The challenge is not only the rarity of the condition itself, but the absence of a visible, reliable route through care. You may know something is wrong, but not where to go next. You may receive a diagnosis, but not what it unlocks, or whether it unlocks anything at all. You may transition between public and private care, between provinces or between childhood and adulthood without a shared plan that travels with you.
This is why care pathways matter. It’s not for a protocol or checklist but for a shared understanding of what living with a rare disease entails. A shared understanding of what should happen, when it should happen and why it should happen, across disciplines, across life stages, and across very different health care settings. For rare diseases, where uncertainty is the only certainty, a pathway offers a map of how care is meant to connect.
The Cost of Not Having a Pathway
I often meet patients at points of transition, after years of unanswered questions or when a name has finally been given to their experiences. The question that follows is almost always the same: Where do I go from here? What happens next? Without a pathway, a diagnosis is a destination, handed over without a map.
South Africa is a low to middle-income country, where this gap is magnified by structural realities, overstretched public services, uneven access to specialists, limited genetic services and the absence of nationally standardized rare disease frameworks. By default, patients and families become the coordinators of their own care, relaying information among their clinicians, advocating for referrals and making life-changing decisions without adequate support.
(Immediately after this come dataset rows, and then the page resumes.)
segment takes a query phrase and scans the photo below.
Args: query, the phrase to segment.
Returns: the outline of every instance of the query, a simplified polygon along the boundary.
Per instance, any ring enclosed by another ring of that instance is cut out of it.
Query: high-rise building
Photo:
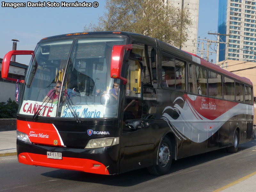
[[[169,3],[179,9],[189,10],[192,23],[191,26],[186,27],[188,39],[183,45],[181,49],[189,52],[196,53],[196,47],[195,46],[195,43],[197,41],[199,0],[169,0],[168,1]]]
[[[218,33],[221,40],[219,61],[256,61],[256,0],[219,0]]]

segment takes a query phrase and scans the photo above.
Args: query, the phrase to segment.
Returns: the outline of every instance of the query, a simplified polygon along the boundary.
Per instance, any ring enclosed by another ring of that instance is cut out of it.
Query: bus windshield
[[[39,43],[25,80],[20,114],[79,118],[117,116],[119,80],[110,78],[113,45],[121,37]]]

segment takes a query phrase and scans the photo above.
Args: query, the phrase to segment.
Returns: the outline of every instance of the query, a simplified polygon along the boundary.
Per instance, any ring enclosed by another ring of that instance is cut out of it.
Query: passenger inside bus
[[[200,80],[197,80],[197,89],[198,89],[198,94],[199,95],[202,94],[202,91],[201,90],[201,85],[199,83]]]
[[[58,103],[61,85],[61,82],[58,81],[57,83],[56,89],[51,89],[43,100],[43,102],[52,103]],[[67,90],[65,90],[65,95],[66,95],[67,94]],[[64,96],[63,98],[63,101],[65,100],[65,99],[66,96]]]

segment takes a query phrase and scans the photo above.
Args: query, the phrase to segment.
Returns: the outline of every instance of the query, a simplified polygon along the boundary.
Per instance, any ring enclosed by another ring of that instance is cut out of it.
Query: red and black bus
[[[148,167],[252,138],[252,84],[196,55],[128,32],[42,39],[17,118],[22,163],[104,174]]]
From the patient side, it’s scary and overwhelming. From the system side, it contributes to inefficiencies and from an equity perspective, it entrenches disparities. The people who then cope best are those with resources, time, health literacy and proximity to centres of care.
What a Care Pathway Does
A rare disease care pathway does not promise that every service will be available everywhere, instead it distinguishes between:
Essential elements of care that should be available in all contexts
Recommended practices that can be built as capacity grows
Gold standard care that provides a long-term vision
Importantly, it recognizes that care is not only medical. Psychosocial support, information provided at the right time, coordinated transitions (such as pediatric to adult) and clarity about roles all form path of the pathway, not as add-ons but as core components of quality care. A care pathway doesn’t remove uncertainty but it can reduce the burden (and chaos) of coordination that falls on patients and families.
We’re already accustomed to working across public-private boundaries, adapting guidelines to resource-constrained settings and prioritizing what is essential rather than what is ideal. A pathway designed with adaptability in mind can prevent rare diseases from being siloed as “too complex” but instead offer a structured way to integrate rare disease care into existing systems, rather than treating it as an exception that sits outside the system.
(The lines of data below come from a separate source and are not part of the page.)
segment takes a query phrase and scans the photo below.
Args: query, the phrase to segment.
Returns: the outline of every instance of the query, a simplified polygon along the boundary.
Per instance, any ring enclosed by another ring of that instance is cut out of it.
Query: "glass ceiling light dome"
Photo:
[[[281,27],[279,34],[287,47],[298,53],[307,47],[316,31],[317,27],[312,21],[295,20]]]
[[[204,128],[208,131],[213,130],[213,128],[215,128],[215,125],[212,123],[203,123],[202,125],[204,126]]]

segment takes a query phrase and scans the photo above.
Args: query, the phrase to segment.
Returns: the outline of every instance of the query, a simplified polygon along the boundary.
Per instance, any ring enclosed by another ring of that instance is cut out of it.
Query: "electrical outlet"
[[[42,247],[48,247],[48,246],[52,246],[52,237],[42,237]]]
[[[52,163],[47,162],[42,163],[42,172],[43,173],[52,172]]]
The Ambition of the Rare Diseases Care Pathway Framework
The current work led by Rare Diseases International in collaboration with The Rare Care Centre, Western Australia and The Wilhelm Foundation on a global, adaptable care pathway framework aims not to produce a single prescriptive model, but a framework that can be transposed across countries, healthcare systems and resource levels, while keeping people living with rare diseases at the centre.
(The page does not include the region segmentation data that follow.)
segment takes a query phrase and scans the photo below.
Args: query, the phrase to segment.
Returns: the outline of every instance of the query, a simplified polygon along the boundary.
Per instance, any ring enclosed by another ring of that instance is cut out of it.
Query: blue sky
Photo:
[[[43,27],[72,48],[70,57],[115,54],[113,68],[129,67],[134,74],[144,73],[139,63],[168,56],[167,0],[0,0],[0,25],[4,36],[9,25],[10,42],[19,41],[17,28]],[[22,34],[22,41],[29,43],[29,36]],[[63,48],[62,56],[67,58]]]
The working group brings together patients, advocates, clinicians, genetic counsellors, researchers and policymakers from different countries and contexts, including representation from Africa and other under-represented settings. Some members participate not only as professionals but also as individuals living with rare diseases or as family members, blurring the artificial distinction between “expert” and “patient”. Care pathways formalise the intersection of clinical care, interpretation, communication and advocacy. They make visible the work of coordination, expectation-setting and psychosocial support that often goes unnoticed.
Beyond Rare Diseases
Part of the ambition of a rare disease care pathway is its transferability. Designed for complexity, uncertainty and low prevalence, it produces principles such as clear referral routes, defined roles, coordinated transitions and psychosocial support that strengthen healthcare beyond rare diseases, from chronic conditions to disability and mental health care. Rare Disease Awareness Month is often a time for visibility, for stories, statistics and calls for recognition. Yet living with a rare disease is more than you can imagine: more than a diagnosis, more than a moment and more than a single clinical encounter. Care pathways respond to this reality by addressing care as a journey and not an event.